We refer to our remark above that temporal specializations in the LSO benefit sensitivity to transients both for ITDs and IIDs, but we acknowledge that we have to present our argument more clearly. We added the following text in the Discussion. “Our assertion is not that there is no IID-sensitivity in LSO, which has been abundantly demonstrated both to sustained and transient sounds, or that ITD is the only important binaural cue. […] Our recordings show directly that IIDs affect both amplitude and timing of EPSPs and IPSPs (Figure 8).”
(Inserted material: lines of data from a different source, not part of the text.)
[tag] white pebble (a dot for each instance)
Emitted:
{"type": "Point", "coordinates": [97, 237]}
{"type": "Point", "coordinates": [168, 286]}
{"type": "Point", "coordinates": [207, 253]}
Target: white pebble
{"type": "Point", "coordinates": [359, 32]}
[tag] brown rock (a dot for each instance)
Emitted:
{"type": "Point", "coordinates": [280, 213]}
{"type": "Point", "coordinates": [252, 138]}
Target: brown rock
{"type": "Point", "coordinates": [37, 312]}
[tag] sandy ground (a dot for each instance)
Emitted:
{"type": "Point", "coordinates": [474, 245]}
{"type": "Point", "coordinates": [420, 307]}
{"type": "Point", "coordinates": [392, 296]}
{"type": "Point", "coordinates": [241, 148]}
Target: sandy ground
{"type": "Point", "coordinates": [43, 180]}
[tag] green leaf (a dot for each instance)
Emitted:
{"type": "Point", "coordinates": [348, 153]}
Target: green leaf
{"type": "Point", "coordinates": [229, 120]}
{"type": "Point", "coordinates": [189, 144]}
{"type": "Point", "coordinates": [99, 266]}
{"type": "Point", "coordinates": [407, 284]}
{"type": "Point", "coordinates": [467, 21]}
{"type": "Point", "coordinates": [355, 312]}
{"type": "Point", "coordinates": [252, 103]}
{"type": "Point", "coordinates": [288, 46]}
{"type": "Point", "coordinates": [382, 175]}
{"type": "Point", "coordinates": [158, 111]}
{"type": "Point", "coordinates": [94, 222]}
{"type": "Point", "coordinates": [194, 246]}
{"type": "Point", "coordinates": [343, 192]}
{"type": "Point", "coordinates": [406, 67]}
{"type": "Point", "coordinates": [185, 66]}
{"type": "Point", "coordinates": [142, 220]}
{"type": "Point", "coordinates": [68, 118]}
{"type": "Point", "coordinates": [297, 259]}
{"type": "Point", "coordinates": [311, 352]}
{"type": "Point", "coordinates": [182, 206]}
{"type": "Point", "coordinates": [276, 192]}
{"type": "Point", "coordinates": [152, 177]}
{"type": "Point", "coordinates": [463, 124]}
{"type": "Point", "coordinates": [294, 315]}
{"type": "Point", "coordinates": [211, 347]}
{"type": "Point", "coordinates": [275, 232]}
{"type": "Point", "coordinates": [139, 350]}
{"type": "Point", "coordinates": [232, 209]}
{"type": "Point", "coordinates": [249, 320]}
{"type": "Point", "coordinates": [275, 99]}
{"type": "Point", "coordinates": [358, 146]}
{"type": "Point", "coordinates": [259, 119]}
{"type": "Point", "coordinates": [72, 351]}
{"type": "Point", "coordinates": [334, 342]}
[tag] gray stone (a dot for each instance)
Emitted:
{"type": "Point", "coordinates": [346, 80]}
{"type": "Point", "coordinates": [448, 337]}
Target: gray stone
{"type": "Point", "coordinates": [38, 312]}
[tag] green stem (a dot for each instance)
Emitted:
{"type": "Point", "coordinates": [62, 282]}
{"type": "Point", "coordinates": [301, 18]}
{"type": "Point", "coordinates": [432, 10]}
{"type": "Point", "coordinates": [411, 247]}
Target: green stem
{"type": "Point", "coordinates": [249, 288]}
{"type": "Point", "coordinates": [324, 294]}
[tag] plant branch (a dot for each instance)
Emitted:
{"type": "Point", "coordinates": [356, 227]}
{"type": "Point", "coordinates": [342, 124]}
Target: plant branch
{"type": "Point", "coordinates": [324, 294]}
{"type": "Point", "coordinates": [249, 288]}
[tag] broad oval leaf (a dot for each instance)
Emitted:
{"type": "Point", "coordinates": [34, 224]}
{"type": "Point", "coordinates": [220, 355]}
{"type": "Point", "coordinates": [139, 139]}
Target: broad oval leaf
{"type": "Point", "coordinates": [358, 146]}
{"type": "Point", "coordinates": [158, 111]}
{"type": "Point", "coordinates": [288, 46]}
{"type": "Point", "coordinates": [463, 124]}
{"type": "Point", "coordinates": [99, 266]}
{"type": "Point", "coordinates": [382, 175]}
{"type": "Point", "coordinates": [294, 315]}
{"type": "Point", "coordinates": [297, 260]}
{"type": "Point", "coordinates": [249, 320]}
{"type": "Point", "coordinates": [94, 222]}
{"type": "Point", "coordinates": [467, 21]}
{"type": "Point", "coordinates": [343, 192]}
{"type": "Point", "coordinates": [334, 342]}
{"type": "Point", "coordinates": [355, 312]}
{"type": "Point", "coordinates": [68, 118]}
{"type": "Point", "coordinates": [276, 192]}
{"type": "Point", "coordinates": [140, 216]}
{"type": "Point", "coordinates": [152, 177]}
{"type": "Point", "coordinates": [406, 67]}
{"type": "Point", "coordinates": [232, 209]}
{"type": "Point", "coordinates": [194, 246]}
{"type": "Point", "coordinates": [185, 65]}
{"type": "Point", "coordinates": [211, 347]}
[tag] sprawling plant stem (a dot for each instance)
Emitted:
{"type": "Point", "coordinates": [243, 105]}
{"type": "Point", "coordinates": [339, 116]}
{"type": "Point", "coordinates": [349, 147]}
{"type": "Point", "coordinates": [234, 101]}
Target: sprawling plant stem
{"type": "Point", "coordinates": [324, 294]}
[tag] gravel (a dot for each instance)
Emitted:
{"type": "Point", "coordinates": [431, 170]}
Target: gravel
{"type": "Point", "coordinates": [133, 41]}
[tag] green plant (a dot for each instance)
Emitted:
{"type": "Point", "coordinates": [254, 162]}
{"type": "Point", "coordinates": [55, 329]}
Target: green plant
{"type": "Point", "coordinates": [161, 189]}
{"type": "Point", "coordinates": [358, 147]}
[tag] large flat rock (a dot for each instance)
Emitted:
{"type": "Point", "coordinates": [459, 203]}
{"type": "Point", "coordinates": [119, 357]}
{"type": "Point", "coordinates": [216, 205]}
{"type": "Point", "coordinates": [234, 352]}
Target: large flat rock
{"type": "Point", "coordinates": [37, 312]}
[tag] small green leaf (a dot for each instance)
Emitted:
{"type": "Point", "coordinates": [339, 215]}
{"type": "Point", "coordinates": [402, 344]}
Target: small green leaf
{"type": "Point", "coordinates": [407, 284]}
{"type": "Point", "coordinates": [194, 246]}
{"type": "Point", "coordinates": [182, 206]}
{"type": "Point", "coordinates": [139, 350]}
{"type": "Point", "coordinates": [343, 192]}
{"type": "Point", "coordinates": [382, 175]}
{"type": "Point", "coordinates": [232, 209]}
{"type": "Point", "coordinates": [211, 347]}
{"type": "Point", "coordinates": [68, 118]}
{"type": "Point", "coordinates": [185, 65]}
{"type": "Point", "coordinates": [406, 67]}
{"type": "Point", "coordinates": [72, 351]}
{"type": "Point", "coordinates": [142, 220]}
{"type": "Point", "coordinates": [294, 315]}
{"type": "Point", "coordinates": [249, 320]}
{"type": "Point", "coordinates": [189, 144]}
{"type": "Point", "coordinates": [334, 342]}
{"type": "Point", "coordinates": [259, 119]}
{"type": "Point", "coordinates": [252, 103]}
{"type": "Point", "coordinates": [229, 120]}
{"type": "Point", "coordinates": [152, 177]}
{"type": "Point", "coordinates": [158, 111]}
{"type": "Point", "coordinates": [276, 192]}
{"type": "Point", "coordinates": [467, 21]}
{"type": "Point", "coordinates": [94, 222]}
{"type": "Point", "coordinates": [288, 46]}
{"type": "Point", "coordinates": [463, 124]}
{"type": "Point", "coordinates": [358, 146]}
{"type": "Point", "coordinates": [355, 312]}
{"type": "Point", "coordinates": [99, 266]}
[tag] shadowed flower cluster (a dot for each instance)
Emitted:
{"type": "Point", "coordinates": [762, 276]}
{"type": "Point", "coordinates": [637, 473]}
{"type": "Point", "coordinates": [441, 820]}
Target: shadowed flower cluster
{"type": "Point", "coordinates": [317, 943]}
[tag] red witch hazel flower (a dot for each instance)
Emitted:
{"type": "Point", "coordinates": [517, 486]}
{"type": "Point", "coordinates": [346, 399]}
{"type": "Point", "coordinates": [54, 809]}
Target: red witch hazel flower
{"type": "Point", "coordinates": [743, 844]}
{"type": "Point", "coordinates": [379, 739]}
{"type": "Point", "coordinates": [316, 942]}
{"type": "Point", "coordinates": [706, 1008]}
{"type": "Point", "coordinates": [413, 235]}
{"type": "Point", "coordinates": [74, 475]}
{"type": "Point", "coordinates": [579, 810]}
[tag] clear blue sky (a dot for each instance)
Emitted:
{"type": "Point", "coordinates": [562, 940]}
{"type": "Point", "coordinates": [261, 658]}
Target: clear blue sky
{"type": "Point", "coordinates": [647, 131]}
You refer briefly to sounds that would take advantage of the new LSO neuron encoding attribute (e.g., ln 17: "Locomotion generates adventitious sounds…"; lines 68-69: High-frequency transients are generated as adventitious sounds created by the locomotion of animals at close range…"). The authors should provide a referenced argument about the prevalence and acoustic properties of the natural sounds that could not be lateralized from their ITDs by MSO neurons, or from their ILDs by LSO neurons. Related to this is the final conclusion (lines 716-717, "…the time-based role of LSO is the more dominant (but previously underestimated) role."). Doesn't this statement rest on the premise that brief transients are the more dominant signal? The natural acoustic world is dominated by sounds with slow envelopes, especially for vocal communication. Consider reviews like Elliott and Theunissen (2009) and Ding et al. (2017). Gerbils might spend much of their time listening to, and possibly localizing, conspecific vocalizations which tend to be modulated in the same low range (Ter-Mikaelian et al., 2012), and which will be encoded by LSO neurons using a mechanism that is not exquisitely sensitive to microsecond time differences.
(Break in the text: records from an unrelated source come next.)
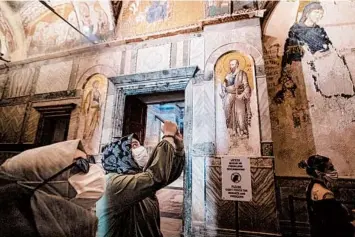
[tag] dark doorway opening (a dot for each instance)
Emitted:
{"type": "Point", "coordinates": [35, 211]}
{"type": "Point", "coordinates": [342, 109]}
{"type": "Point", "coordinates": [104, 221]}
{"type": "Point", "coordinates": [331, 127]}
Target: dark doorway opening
{"type": "Point", "coordinates": [142, 115]}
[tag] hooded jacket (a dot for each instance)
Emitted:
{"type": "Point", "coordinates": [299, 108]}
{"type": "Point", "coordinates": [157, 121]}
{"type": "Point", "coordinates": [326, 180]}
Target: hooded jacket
{"type": "Point", "coordinates": [129, 207]}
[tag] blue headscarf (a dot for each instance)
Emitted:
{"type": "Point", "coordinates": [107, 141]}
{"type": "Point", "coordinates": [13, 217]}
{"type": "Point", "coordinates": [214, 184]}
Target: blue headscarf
{"type": "Point", "coordinates": [117, 157]}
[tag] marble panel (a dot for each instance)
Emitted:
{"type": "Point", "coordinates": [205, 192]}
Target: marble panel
{"type": "Point", "coordinates": [263, 103]}
{"type": "Point", "coordinates": [197, 49]}
{"type": "Point", "coordinates": [20, 82]}
{"type": "Point", "coordinates": [153, 58]}
{"type": "Point", "coordinates": [11, 123]}
{"type": "Point", "coordinates": [170, 202]}
{"type": "Point", "coordinates": [3, 80]}
{"type": "Point", "coordinates": [198, 188]}
{"type": "Point", "coordinates": [180, 54]}
{"type": "Point", "coordinates": [31, 127]}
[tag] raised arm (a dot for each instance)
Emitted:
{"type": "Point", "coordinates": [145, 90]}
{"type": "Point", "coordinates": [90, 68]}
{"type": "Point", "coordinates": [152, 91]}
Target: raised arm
{"type": "Point", "coordinates": [164, 167]}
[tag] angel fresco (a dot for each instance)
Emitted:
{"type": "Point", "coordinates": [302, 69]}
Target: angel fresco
{"type": "Point", "coordinates": [235, 95]}
{"type": "Point", "coordinates": [308, 41]}
{"type": "Point", "coordinates": [157, 11]}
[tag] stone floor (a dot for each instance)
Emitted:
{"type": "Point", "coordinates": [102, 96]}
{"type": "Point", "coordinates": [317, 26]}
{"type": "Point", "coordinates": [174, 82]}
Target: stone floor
{"type": "Point", "coordinates": [170, 227]}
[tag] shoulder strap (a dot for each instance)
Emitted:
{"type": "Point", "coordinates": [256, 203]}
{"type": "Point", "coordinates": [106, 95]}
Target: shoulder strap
{"type": "Point", "coordinates": [81, 163]}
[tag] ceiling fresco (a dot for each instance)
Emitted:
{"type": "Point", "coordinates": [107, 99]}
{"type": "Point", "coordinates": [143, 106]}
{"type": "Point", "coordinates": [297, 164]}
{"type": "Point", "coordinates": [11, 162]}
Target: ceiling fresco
{"type": "Point", "coordinates": [39, 31]}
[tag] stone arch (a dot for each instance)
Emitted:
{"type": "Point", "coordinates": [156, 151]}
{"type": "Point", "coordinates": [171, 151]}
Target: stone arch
{"type": "Point", "coordinates": [102, 69]}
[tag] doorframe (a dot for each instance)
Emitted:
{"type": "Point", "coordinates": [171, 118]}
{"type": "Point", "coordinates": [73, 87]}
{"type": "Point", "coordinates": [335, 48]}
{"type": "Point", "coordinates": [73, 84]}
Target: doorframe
{"type": "Point", "coordinates": [149, 83]}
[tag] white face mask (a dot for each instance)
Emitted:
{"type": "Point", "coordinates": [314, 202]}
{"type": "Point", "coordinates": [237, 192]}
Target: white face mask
{"type": "Point", "coordinates": [329, 177]}
{"type": "Point", "coordinates": [89, 187]}
{"type": "Point", "coordinates": [140, 155]}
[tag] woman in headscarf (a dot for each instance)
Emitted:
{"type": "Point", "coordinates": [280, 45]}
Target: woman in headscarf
{"type": "Point", "coordinates": [129, 207]}
{"type": "Point", "coordinates": [310, 42]}
{"type": "Point", "coordinates": [327, 216]}
{"type": "Point", "coordinates": [49, 191]}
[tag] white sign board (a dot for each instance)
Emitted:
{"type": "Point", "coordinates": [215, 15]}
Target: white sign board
{"type": "Point", "coordinates": [236, 179]}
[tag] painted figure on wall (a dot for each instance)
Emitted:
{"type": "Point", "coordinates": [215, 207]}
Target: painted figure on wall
{"type": "Point", "coordinates": [308, 41]}
{"type": "Point", "coordinates": [7, 41]}
{"type": "Point", "coordinates": [158, 11]}
{"type": "Point", "coordinates": [236, 100]}
{"type": "Point", "coordinates": [92, 110]}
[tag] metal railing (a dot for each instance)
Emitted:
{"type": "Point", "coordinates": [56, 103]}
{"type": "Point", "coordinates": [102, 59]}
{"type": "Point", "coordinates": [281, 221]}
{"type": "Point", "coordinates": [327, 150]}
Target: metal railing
{"type": "Point", "coordinates": [291, 206]}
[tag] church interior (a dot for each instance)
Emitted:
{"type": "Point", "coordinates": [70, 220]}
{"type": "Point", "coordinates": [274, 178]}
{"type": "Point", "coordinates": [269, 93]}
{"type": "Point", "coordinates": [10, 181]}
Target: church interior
{"type": "Point", "coordinates": [96, 70]}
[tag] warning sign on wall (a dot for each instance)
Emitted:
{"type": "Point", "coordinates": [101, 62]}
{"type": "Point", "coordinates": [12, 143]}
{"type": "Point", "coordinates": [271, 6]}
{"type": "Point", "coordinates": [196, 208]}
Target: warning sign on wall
{"type": "Point", "coordinates": [236, 179]}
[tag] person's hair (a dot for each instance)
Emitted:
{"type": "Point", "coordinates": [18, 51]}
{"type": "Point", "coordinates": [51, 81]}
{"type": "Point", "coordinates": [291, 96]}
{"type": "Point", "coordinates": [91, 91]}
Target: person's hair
{"type": "Point", "coordinates": [237, 62]}
{"type": "Point", "coordinates": [313, 163]}
{"type": "Point", "coordinates": [308, 9]}
{"type": "Point", "coordinates": [135, 136]}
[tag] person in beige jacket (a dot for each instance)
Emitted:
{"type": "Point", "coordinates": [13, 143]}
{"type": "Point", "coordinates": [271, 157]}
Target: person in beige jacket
{"type": "Point", "coordinates": [129, 207]}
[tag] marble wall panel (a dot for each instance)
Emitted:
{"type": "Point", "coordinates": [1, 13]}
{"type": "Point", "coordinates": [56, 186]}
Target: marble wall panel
{"type": "Point", "coordinates": [11, 123]}
{"type": "Point", "coordinates": [54, 77]}
{"type": "Point", "coordinates": [31, 127]}
{"type": "Point", "coordinates": [259, 215]}
{"type": "Point", "coordinates": [20, 82]}
{"type": "Point", "coordinates": [179, 54]}
{"type": "Point", "coordinates": [203, 134]}
{"type": "Point", "coordinates": [3, 80]}
{"type": "Point", "coordinates": [107, 64]}
{"type": "Point", "coordinates": [197, 50]}
{"type": "Point", "coordinates": [198, 192]}
{"type": "Point", "coordinates": [153, 59]}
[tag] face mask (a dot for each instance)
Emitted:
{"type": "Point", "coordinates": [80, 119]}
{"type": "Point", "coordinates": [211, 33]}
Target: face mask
{"type": "Point", "coordinates": [331, 175]}
{"type": "Point", "coordinates": [140, 155]}
{"type": "Point", "coordinates": [89, 187]}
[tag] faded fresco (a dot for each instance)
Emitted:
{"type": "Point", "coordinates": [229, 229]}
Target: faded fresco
{"type": "Point", "coordinates": [244, 6]}
{"type": "Point", "coordinates": [310, 42]}
{"type": "Point", "coordinates": [147, 17]}
{"type": "Point", "coordinates": [217, 7]}
{"type": "Point", "coordinates": [95, 19]}
{"type": "Point", "coordinates": [236, 101]}
{"type": "Point", "coordinates": [47, 33]}
{"type": "Point", "coordinates": [92, 107]}
{"type": "Point", "coordinates": [311, 86]}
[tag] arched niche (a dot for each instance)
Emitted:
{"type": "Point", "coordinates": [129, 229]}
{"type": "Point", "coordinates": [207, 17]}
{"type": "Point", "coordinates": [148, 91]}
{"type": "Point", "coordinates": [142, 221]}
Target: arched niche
{"type": "Point", "coordinates": [97, 69]}
{"type": "Point", "coordinates": [247, 54]}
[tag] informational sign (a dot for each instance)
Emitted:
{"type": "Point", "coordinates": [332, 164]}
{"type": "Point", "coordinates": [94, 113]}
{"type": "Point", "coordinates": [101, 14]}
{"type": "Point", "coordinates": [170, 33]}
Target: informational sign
{"type": "Point", "coordinates": [236, 179]}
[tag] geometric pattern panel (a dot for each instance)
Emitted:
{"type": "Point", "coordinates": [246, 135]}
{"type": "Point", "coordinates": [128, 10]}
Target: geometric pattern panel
{"type": "Point", "coordinates": [3, 79]}
{"type": "Point", "coordinates": [29, 135]}
{"type": "Point", "coordinates": [54, 77]}
{"type": "Point", "coordinates": [11, 123]}
{"type": "Point", "coordinates": [260, 213]}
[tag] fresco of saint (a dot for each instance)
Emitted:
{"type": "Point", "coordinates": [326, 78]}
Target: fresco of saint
{"type": "Point", "coordinates": [308, 41]}
{"type": "Point", "coordinates": [236, 94]}
{"type": "Point", "coordinates": [92, 110]}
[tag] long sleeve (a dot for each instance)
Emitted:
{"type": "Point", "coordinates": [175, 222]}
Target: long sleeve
{"type": "Point", "coordinates": [245, 89]}
{"type": "Point", "coordinates": [164, 167]}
Tying LSO function to the lateralization of adventitious sounds is a multilayered argument, which is extensively discussed by Joris and Trussell (2018). Although it would be easy to add a paragraph summarizing these arguments, we feel it would take too much space and would be redundant. We limited ourselves to adding several sentences and references in the Introduction.

We used ‘dominant’ in the conclusion because principal cells are the most common cell type in the LSO. The lack of acoustic field recordings prevents making a statement re. the relative importance of slow envelope modulation versus transients for small critters like gerbils. In general, the physiological literature is strongly biased towards communication sounds when discussing functional relevance, and shows an almost complete absence of consideration of adventitious sounds. We share the view of the reviewers that slow-envelope cues are particularly important for the coding of communication sounds. However, the existing literature (referenced in the manuscript) shows that such envelopes are not very potent binaural cues in the LSO. As argued in Joris and Trussell (2018), we find it hard to see how spatial aspects of vocal communication would have driven the extreme adaptations in the LSO-circuit.

We added a sentence in this paragraph to clarify for which sounds the time-based role is most important.